Three team finals, three American flags, and one host nation that refused to make it easy. The Pan American Archery Championships ran June 22–28 in Tlaxcala, and by the time the team rounds wrapped on Friday the event had already handed out the most valuable prize on the line — not medals, but the first quota places for the Lima 2027 Pan American Games. It was the busiest week of an otherwise quiet stretch between World Cup stages, and it gave recurve, compound, and barebow fans something to argue about all at once.
Pan American Archery Championships: USA Sweeps the Team Podium
The headline number is three. The United States won recurve men, recurve women, and compound men team gold in Tlaxcala, with only Mexico’s compound women breaking the run. Brady Ellison, Nicholas D’Amour, and Christian Stoddard edged Colombia in the recurve men’s final, the match swinging on a fourth-set 5–3 cushion. On the women’s side, Casey Kaufhold, Jennifer Mucino, and Olivia Martin handled host nation Mexico 5–1 in front of a partisan crowd — the kind of result that looks routine on paper and feels anything but when the home archers are matching you arrow for arrow.

Compound told a more divided story. The American men — James Lutz, Gaius Carter, and Louis Price — beat Colombia for gold, but the women’s title went to Mexico, where Andrea Becerra, Adriana Castillo, and Dafne Quintero held off the same Colombian squad that has owned the continental compound conversation for the better part of a decade. If you have ever wondered why compound and recurve shooters tune their setups so differently, the contrast on display in Tlaxcala is a decent primer — our breakdown of recurve versus compound bows covers why the two disciplines reward almost opposite habits.
The individual brackets carried that same tension into the weekend. Brady Ellison drew Brazil’s Marcus D’Almeida in the recurve men’s semifinals — arguably the toughest matchup on the board — while Matias Grande gave Mexico a home shot against Canada’s Eric Peters. Casey Kaufhold anchored the recurve women’s side against Canada’s Virginie Chénier. The compound singles bracket produced the week’s biggest upset before the finals even arrived: world number one Andrea Becerra went out in the quarterfinals to teammate Adriana Castillo, leaving Colombia’s Sara López and Alejandra Usquiano as the names to beat. When the individual finals are this stacked, a continental championship stops feeling like a regional event and starts looking like a World Cup stage with the volume turned up.
How the Lima 2027 Qualification Math Worked Out
Tlaxcala mattered because it was the continent’s primary qualifier, not because of the medals. In recurve, the top five teams per gender each earned three Olympic-style quota spots. On the men’s side that meant the United States, Colombia, Chile, Mexico, and Brazil punched their tickets; the women’s five were the United States, Mexico, Brazil, Colombia, and Guatemala. Cuba, Canada, and El Salvador grabbed the secondary individual men’s places, with Canada, Argentina, and Venezuela taking the women’s.

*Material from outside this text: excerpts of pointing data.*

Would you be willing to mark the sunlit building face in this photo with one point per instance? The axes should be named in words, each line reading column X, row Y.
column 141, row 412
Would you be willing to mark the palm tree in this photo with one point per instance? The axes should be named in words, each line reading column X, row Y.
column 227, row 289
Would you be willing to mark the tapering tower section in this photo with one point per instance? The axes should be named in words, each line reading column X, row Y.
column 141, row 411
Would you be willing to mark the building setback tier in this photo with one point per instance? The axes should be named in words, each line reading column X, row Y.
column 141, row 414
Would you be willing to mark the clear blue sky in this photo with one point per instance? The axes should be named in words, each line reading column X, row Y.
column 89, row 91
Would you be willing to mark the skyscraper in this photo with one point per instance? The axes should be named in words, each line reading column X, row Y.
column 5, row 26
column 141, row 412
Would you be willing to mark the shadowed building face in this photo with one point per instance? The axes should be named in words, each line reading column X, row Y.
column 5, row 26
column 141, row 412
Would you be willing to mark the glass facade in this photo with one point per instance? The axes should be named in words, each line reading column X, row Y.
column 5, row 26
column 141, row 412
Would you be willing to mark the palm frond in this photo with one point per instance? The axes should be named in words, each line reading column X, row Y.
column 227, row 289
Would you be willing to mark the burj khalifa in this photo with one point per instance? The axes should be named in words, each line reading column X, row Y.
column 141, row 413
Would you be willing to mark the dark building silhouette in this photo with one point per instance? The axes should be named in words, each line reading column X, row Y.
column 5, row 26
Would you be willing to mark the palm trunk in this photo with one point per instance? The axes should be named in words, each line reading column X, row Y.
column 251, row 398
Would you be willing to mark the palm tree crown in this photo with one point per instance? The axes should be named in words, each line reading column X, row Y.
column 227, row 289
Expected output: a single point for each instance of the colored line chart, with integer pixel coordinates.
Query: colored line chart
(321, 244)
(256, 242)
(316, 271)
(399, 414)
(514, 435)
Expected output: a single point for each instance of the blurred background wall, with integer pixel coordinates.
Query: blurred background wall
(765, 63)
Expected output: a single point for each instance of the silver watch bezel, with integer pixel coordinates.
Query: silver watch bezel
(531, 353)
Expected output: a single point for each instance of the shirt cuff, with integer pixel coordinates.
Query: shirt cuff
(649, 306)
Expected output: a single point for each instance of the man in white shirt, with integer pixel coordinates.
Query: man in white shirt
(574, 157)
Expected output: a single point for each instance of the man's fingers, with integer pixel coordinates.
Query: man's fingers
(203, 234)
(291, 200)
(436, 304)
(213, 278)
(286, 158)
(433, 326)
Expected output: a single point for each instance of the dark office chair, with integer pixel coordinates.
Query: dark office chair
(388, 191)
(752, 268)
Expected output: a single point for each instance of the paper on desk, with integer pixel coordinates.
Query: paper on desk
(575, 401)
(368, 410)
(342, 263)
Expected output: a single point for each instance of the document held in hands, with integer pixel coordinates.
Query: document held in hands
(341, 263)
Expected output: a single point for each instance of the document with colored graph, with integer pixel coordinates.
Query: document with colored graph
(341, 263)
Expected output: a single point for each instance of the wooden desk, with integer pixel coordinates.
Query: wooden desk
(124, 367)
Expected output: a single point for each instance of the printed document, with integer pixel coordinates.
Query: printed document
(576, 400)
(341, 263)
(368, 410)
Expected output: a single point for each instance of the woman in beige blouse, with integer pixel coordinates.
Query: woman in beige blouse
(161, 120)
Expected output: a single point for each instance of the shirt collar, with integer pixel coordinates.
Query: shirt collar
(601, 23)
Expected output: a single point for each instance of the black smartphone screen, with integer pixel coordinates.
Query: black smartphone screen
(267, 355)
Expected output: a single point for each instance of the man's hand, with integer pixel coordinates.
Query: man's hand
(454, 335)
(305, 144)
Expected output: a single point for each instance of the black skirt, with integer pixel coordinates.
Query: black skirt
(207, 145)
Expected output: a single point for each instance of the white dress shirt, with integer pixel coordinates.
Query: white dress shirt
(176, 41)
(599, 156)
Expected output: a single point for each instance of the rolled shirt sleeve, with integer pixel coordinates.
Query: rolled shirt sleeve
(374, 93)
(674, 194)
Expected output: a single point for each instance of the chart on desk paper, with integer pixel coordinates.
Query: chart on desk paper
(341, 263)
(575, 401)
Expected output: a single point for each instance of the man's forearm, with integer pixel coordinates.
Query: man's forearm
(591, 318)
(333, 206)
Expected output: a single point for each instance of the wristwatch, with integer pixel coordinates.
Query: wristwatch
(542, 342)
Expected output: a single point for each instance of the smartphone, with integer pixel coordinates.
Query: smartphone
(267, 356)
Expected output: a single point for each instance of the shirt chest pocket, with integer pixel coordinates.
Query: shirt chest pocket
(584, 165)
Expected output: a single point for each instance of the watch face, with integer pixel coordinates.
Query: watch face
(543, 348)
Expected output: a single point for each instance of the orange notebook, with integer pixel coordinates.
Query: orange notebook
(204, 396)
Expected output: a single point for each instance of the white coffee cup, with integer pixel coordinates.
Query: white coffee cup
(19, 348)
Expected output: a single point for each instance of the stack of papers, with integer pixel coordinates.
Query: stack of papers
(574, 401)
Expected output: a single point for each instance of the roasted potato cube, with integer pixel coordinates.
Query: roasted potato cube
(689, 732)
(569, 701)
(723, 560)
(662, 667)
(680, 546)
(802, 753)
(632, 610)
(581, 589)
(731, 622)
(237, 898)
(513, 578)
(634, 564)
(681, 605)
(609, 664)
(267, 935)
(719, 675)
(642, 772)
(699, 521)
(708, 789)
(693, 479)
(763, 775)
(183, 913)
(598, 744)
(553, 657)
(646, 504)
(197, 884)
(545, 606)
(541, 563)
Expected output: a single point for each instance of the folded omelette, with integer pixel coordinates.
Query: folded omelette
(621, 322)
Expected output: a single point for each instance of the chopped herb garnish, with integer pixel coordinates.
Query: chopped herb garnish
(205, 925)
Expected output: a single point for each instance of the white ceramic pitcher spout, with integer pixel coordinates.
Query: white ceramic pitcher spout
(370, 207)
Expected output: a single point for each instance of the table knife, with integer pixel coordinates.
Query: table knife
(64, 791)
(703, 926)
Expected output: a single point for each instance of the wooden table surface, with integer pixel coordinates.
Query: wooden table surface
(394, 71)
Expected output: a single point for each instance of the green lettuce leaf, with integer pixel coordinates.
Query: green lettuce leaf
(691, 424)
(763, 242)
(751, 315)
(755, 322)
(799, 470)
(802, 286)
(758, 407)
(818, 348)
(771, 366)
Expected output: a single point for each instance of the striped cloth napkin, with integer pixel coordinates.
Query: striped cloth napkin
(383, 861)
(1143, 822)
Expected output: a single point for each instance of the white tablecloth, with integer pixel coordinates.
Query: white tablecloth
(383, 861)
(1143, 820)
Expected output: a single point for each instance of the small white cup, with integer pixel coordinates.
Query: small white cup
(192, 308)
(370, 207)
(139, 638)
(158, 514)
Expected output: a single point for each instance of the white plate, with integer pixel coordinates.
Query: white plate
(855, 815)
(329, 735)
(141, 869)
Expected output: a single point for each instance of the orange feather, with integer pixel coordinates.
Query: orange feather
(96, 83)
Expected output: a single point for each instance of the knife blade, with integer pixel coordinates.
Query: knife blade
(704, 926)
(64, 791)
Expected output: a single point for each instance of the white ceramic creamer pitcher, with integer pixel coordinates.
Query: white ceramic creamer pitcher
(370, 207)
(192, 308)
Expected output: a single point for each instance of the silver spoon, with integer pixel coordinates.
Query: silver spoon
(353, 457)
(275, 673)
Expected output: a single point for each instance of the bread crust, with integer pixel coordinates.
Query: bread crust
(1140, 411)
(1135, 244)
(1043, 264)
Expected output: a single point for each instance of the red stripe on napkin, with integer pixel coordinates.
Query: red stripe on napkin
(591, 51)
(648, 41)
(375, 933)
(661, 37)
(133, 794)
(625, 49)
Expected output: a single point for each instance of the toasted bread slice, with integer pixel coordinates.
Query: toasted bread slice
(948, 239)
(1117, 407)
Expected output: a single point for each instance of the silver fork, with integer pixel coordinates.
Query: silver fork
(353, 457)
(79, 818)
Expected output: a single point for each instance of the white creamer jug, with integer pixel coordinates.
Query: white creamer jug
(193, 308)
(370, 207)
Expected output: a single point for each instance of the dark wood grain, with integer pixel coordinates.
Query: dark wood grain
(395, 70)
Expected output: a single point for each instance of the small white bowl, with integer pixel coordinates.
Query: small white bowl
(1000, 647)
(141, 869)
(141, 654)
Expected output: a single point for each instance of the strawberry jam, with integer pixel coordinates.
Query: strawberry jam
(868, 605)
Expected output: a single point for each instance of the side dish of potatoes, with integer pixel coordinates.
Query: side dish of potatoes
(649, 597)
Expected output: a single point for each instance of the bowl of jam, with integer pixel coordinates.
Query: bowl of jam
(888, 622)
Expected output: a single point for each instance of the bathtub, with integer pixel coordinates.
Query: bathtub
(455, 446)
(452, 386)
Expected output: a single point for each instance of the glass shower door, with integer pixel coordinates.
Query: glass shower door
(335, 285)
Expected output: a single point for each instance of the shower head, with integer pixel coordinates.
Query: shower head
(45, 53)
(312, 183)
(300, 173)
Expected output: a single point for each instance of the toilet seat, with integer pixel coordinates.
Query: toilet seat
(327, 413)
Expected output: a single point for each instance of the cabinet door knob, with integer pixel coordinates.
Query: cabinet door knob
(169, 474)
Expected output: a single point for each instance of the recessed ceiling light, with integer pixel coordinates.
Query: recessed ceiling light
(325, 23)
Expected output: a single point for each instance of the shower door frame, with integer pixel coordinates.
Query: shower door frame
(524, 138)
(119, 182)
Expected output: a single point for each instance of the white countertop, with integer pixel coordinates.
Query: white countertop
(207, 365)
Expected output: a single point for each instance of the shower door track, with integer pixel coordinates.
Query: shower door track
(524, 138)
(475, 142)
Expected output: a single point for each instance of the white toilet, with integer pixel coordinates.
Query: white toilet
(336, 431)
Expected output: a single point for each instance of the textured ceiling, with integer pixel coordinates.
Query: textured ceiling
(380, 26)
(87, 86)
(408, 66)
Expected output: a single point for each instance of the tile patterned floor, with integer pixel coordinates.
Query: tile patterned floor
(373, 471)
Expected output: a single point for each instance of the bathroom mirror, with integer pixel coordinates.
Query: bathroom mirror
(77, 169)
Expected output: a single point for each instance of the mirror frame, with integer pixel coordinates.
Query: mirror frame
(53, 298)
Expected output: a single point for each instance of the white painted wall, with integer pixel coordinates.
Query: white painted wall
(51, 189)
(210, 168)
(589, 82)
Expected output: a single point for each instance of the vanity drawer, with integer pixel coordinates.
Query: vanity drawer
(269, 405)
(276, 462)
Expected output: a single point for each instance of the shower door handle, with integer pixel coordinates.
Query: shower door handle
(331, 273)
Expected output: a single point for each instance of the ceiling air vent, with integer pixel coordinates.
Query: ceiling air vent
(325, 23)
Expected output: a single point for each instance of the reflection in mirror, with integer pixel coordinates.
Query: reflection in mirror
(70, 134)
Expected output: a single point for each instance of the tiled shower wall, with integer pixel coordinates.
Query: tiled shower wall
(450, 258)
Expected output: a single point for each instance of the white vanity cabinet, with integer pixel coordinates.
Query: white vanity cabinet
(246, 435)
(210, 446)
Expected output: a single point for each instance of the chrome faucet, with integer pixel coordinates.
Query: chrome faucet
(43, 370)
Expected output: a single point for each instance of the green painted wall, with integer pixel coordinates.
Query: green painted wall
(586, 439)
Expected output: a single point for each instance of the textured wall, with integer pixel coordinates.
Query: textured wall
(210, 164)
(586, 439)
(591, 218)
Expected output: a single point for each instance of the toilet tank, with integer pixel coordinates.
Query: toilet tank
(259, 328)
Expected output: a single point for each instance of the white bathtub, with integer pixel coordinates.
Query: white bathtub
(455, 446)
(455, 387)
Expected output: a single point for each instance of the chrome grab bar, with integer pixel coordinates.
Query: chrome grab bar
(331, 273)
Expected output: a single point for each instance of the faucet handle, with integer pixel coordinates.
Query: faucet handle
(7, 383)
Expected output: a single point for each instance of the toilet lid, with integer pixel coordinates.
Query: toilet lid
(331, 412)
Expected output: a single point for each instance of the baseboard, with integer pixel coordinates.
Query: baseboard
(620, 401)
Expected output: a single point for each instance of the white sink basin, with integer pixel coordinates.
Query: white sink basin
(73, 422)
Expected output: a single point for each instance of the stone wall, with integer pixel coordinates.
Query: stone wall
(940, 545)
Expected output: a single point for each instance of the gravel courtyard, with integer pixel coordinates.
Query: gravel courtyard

Compound ran a tighter quota: the top four teams per gender earned two places each. The men’s quota went to the United States, Colombia, Mexico, and Guatemala, while the women’s went to Mexico, Colombia, the United States, and Puerto Rico. El Salvador, quietly, walked away with both the men’s and women’s secondary individual spots — a strong week for a federation that rarely lands in the headlines. The takeaway for fans: a chunk of the Lima 2027 field is now set, and a lot of national programs spent the weekend doing relieved math.
Barebow Steals the Show in Tlaxcala
The barebow finals produced the week’s best stories. On the women’s side, 18-year-old Ava Jones of the United States captured her first major international title, beating defending champion Johana Cindy Czako — also American — 7–3. Jones, already a multiple under-21 world record holder, closed the final with ends of 30 and 29. That is elite scoring in any division, and it is a genuinely loud statement from a teenager shooting a bow with no sight, no stabilizer, and no release aid.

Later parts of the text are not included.